Distraught, Cathy rings her cover story boss, ‘Bridges’, but is shocked when Steed stops her from making the call.

CATHY: Why aren’t you dead?

He makes light of the photo and she angrily asks him for the diamonds; he hands her a box, saying “Anything you say, be a good little girl and put it in your safe”. He tells her to skip any appointments. She has one that evening with Dr. Howell, an Upper Nile expert, but as she knows him well will keep the appointment. Steed visits One-Ten who is annoyed with him and orders him to stay out of the way.

Cathy’s African tribal heads are examined by Dr. Howell (John Ruddock) who says he has something for her, and hands over an envelope. He admires another head and says, “Oh yes, I believe you have something for me”, then looks shocked at the effect the letter has had. He checks the note and seems to think it straightforward – he’d been given the note by Teddy Bruin, one of his regular Bridge partners.

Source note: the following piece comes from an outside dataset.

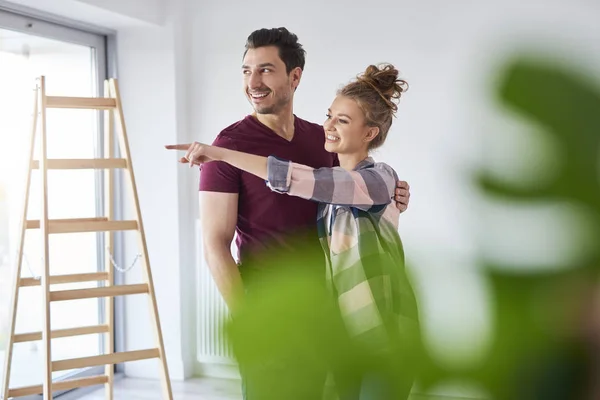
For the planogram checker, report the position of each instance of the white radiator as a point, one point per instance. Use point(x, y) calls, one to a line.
point(211, 312)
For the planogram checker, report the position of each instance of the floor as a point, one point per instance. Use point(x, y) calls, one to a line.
point(197, 389)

Cathy is suspicious, especially as Howell is insistent about the package and says she’ll accompany him to the Voyagers’ Club to meet Bruin, hoping to be able to have him arrested. The phone rings and Steed’s voice tells her to bring the package to Sorenso Imports instead – but it’s an edited recording, played by Mr. Teddy Bear.

When she arrives, Mr. Teddy Bear greets her, apologises for the late hour, and asks for the diamonds. He reveals that he knows Cathy & Steed work together. He’s curious about the organisation and wonders why she thinks Steed is still alive. She is the closest an opponent had ever got to him, her and Steed. He confesses that this is the first time he’s been faced with the need to kill a woman, then asks for her gun and announces he’s going to retire, taking the diamonds with him, and her too.

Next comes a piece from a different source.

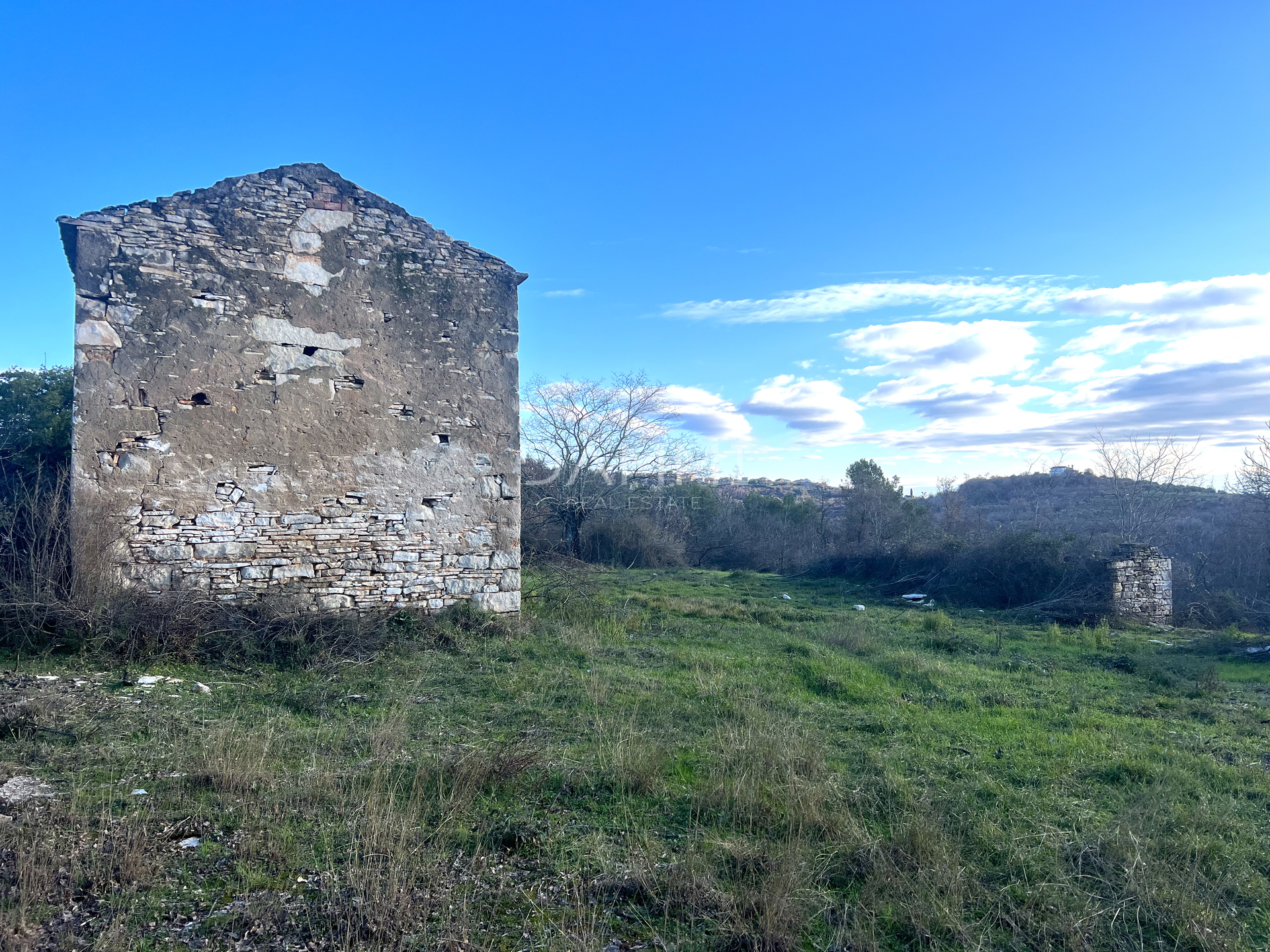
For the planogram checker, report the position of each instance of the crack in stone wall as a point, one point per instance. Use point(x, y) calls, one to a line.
point(1142, 584)
point(286, 381)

He says he doesn’t want to kill her, she can travel to the Mediterranean with him, and he’ll drop her off in the Aegean. He proposes she take a strong sleeping pill, so as not to be tempted to try to escape. She cautiously agrees, and he opens the package to verify its contents. When a jack-in-the-box pops out, Steed’s voice announces “I am the demon king!” and Cathy grabs the assassin’s gun.

Steed, over the intercom, says he hadn’t expected nerve gas and a blistering agent, and Mr. Teddy Bear replies by casually announcing the door is locked, the room steel-clad and they’re not going anywhere. Steed wants him alive so Cathy orders him to take one of his sleeping pills. Cornered, the frightened assassin fumbles to take one then immediately suggests they go, he will open the door with her permission. Cathy is cautious but Mr. Teddy Bear says even if he disarmed her now he wouldn’t be able to go very far, only an animal fights to the death.

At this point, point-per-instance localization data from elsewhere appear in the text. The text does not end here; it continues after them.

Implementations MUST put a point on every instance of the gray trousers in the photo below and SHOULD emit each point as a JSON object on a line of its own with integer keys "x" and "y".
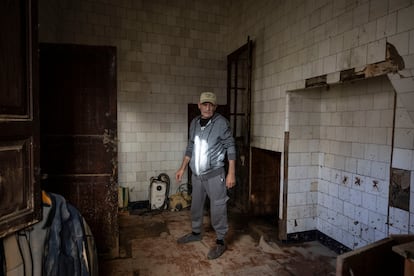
{"x": 214, "y": 185}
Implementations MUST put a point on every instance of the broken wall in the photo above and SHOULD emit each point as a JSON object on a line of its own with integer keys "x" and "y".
{"x": 297, "y": 42}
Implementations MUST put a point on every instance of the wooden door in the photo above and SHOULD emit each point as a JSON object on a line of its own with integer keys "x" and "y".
{"x": 239, "y": 74}
{"x": 264, "y": 191}
{"x": 20, "y": 197}
{"x": 78, "y": 134}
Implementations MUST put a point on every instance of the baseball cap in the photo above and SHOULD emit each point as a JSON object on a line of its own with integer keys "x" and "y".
{"x": 208, "y": 97}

With Steed & Cathy holding guns on him, Mr. Teddy Bear apologises for having lied to a lady, staggers down the hall and collapses, dead from the poison pill.

Steed drops by Cathy’s flat to go over ‘his homework’ Cathy won’t let Freckles sit on her sofa, so Steed reads out the end of the report: “subject committed suicide while in my custody by means of poison”. She hands him an envelope she found in Mr. Teddy Bear’s pocket, addressed to Steed, which contains a strongbox key. “When you do find it, be careful how you open it”, she laughs.


  1. This line was originally “a couple of horses, you can still smell it”.